Hermione swallowed, she swayed a little where she stood, on the stone balcony of a magical castle. Suddenly the whole deadly absurdity of the situation seemed to rise up and grab her by the throat, that twelve-year-old girls shouldn’t be in danger, shouldn’t be thinking about such things, that Mum would want her to RUN AWAY and her father would have a heart attack if he even knew she was being faced with the question.

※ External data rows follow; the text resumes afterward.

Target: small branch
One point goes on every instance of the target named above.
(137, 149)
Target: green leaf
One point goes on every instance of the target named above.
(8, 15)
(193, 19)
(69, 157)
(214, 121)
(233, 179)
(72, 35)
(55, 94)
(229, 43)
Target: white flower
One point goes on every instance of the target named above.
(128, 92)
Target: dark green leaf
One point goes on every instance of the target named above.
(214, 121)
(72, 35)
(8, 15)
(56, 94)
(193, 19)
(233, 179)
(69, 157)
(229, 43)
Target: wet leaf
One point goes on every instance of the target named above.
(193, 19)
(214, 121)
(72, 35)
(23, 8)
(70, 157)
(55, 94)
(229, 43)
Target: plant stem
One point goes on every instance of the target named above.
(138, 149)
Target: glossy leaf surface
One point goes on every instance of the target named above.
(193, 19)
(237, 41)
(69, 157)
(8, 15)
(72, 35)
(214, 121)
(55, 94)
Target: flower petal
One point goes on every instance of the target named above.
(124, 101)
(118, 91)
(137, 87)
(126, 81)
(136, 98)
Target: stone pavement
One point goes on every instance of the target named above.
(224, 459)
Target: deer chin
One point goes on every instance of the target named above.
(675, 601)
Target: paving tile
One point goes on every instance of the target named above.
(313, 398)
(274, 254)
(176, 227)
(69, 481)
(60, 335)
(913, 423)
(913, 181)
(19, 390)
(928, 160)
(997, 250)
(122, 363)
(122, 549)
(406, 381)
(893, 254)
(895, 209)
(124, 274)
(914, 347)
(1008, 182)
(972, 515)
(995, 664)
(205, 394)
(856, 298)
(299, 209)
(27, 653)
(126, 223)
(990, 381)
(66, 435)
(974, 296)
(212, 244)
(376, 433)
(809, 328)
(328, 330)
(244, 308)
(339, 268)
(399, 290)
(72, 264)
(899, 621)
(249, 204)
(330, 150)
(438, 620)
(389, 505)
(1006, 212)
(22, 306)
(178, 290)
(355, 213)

And she knew, then, as Harry and Dumbledore had both tried to warn her, that everything she’d ever thought about being a heroine had been mistaken. That there wasn’t really any such thing as heroes, outside of stories. There was just horrible danger, and being arrested by Aurors and put in cells next to Dementors, pain and fear and -

“Miss Granger?” said the Defense Professor.

She said nothing. All the words were blocked in her throat.

“I need a decision, Miss Granger.”

She kept her jaw locked, didn’t let any words come out.

Finally the Defense Professor sighed. Slowly the white light failed, and slowly the door behind him swung open, so that he was once again a black silhouette against the opening. “Good night, Miss Granger,” he said, and turned his back to her, and walked away into Hogwarts.

It took a while for her breathing to slow down again. Whatever had happened here tonight, it didn’t feel anything like victory. She’d fought so hard just to stop herself from saying Yes in the face of the Defense Professor’s pressure, and now she didn’t even know if she’d done the right thing.

When she walked back into the light herself (after exhaustion had overtaken everything and sleep was once more a possibility), she thought she heard it as she was within the doorway, from behind her and above her, a distant cawing cry.

But it wasn’t meant for her, she knew, so she started climbing up the stairs toward her dorm room.

The other girls were probably asleep by now, and wouldn’t look at her, or look away -

She felt the tears start, and this time she didn’t stop them.